Product Hardware Requirements

Virtual Machines (VMs), Virtual Networks (VNets), and Zetaris' compute requirements.

Virtual Machines (VMs) & Virtual Networks (VNets)

Azure Virtual Machine (VM) will serve the compute requirements for running the Zetaris Application server. The VM setup involves two VMs paired over Azure Virtual Network (VNet) to enable configuration and provide an added layer of security via disabling direct access to the Zetaris host VM (vt-zetaris-01).
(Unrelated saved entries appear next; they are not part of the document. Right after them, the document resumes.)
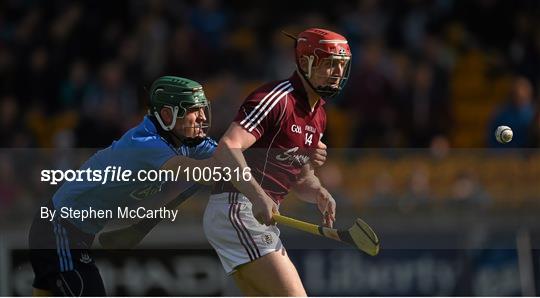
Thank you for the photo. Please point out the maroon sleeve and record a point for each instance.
(262, 111)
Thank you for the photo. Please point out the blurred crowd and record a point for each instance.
(73, 73)
(439, 73)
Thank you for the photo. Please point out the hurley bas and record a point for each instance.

This will be setup by the client’s IT Team.

Virtual Machine: vt-zetaris-01

Operating System: CentOS 8

Description: This virtual machine will host the Zetaris web server. It's a headless VM (no-desktop) and will be accessed via Azure Bastion service.

Configuration: 4 vCPU, 32GB RAM, 256GB SSD

VNet/subnet: vnet-test-client/sn-poc-zetaris

Virtual Machine: vt-zetaris-mgmt

Operating System: Window 10

Description: The web server hosted on vt-zetaris-01  will be accessed via Internet Explorer available on the Windows 10 VM below. This VM will also be accessed via Azure Bastion service.
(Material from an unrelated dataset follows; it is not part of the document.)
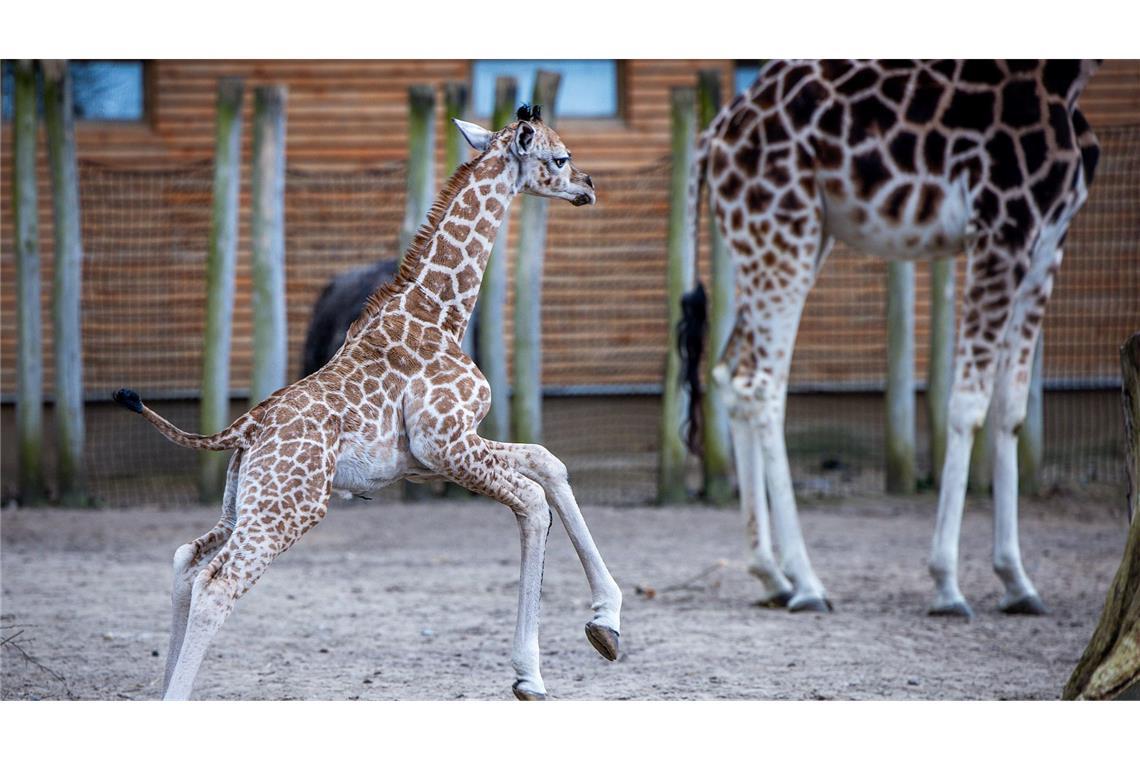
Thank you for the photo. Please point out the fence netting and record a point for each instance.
(604, 327)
Configuration: 2 vCPU, 4GB RAM, 128GB SSD

VNet/subnet: vnet-test-client/sn-poc-zetaris

Virtual Machine Authentication Strategy

It is suggested that the client may deploy Azure Bastion service. The service will be utilised for authenticating users on the above virtual machines. The virtual machine credentials are shared with Zetaris consultants/engineers via LastPass. The VMs will not allow authentication via AAD for added security.
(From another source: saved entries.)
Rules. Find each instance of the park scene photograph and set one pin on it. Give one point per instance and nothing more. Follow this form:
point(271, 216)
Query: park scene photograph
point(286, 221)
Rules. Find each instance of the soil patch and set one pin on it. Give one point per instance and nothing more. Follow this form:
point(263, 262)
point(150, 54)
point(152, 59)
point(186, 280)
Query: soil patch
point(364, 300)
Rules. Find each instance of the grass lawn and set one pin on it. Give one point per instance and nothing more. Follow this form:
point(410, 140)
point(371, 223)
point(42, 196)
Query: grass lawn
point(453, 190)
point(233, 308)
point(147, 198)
Access Security via Azure IAM

Coupled with other aspects of the design such as subscription structure and resource groups strategy. Azure AD’s B2B collaboration feature will be used to provide the client’s and Zetaris engineers access to the Azure Subscriptions in a least privileged manner using guest AD accounts.

With B2B collaboration, the client can securely share their applications and services with guest users from partner organizations, while maintaining control over their own corporate data. The Zetaris engineers will use their existing AD identities and credentials to login to the client’s Azure subscription.